Example A Backbone with Three Multiwrite Groups
A global company has directory hosts in North America, Central America, North Africa and Europe.
This diagram shows the speed of the network connections between the sites:
Map showing which sites are connected by slow and fast links
Sites 1, 2, 3, 4, and 5 are linked by fast connections. Sites 6, 7, 8, and 9 are also linked by fast connections.
However, these two groups of sites are connected by slow links.
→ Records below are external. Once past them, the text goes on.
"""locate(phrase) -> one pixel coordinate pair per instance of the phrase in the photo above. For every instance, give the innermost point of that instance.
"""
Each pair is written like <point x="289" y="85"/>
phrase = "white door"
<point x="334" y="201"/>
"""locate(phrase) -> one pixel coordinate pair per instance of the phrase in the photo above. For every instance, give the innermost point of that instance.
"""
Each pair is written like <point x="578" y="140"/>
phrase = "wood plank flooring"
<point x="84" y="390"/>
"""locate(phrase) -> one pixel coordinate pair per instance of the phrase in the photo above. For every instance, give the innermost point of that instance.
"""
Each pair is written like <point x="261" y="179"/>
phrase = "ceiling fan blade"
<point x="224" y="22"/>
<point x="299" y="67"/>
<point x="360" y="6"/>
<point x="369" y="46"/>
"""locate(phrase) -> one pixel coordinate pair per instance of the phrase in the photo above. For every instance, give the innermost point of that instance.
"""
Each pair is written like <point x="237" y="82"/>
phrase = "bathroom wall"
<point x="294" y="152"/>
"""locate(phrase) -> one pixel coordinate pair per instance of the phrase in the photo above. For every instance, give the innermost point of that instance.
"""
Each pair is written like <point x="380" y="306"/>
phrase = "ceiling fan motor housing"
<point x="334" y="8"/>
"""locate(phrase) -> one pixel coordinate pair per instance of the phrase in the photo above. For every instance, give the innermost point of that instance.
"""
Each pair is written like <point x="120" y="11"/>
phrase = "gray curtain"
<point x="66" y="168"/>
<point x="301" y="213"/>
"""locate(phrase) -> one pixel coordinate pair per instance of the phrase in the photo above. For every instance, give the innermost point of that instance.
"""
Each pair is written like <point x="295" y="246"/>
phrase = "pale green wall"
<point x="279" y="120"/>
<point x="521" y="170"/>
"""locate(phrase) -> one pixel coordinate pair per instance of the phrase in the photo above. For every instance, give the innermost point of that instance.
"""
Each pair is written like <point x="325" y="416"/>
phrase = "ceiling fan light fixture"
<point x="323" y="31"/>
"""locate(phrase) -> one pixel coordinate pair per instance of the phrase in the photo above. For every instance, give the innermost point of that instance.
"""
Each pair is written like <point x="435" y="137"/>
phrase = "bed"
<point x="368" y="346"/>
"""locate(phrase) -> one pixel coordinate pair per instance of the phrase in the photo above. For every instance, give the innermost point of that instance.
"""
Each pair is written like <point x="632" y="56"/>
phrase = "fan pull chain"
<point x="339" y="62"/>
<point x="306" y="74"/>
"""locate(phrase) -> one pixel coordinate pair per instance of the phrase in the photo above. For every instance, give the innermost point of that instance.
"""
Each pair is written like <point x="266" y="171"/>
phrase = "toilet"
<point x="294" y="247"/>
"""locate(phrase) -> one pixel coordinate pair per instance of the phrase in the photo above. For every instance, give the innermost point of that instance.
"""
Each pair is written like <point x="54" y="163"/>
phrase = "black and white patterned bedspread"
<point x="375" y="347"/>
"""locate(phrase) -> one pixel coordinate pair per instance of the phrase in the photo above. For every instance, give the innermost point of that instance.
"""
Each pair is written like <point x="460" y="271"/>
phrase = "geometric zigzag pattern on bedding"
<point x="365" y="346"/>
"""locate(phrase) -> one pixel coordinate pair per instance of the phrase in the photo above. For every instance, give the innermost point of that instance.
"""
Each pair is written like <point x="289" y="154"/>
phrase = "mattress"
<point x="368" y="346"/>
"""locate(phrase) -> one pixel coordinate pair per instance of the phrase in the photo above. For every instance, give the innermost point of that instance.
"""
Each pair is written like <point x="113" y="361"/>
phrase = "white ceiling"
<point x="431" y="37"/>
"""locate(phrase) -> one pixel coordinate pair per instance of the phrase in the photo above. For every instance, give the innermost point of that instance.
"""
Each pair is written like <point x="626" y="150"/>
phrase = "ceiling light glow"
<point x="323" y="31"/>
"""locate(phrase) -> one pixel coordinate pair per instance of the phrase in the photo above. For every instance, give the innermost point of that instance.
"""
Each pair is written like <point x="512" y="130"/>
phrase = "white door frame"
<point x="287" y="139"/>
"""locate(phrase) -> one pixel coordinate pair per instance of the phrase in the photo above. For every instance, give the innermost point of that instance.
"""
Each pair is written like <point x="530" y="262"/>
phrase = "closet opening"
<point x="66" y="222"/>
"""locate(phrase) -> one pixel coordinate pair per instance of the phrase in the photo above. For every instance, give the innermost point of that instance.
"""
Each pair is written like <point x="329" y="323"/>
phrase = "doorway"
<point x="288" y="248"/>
Also, Site 10 is only connected to other sites by slow links.
The directory designers decide to create the following groups:
Group A
Group B
Group C
Site 1, Site 2, Site 3, Site 4, Site 5
Site 6, Site 7, Site 8, Site 9
Site 10
Example Shutting Down a Data Centre
Using the previous example, if Group A needs to be taken offline where:
  • All the DSAs have “set wait-for-multiwrite = true;”
  • All the DSAs have “set multi-write-disp-recovery = false;”
Group A
Group B
Group C
Site 1, Site 2, Site 3, Site 4, Site 5
Site 6, Site 7, Site 8, Site 9
Site 10
This scenario allows all the DSAs to be stopped while updates are coming in from Group B and Group C.
For all the multi-write group DSAs in Site 1, Site 2, Site 3, Site 4 & Site 5 servicing Group A:
  1. Run the
    set isolate-multi-write-group=true;
    either through the DXconsole or using the configuration (followed by init).
  2. Issue the
    dxserver stop
    command for each DSA.
  3. Once the queues have drained (if any), the DSAs will stop.
  4. When bringing Group A back online ensure that the “set isolate-multi-write-group” command is not present or set to false.
If Group A is offline for too long, multiwrite queues may fill on Group B and Group C DSAs. If the queues are not large enough or the outage takes too long, then a manual synchronization of all replicating DSAs may be required.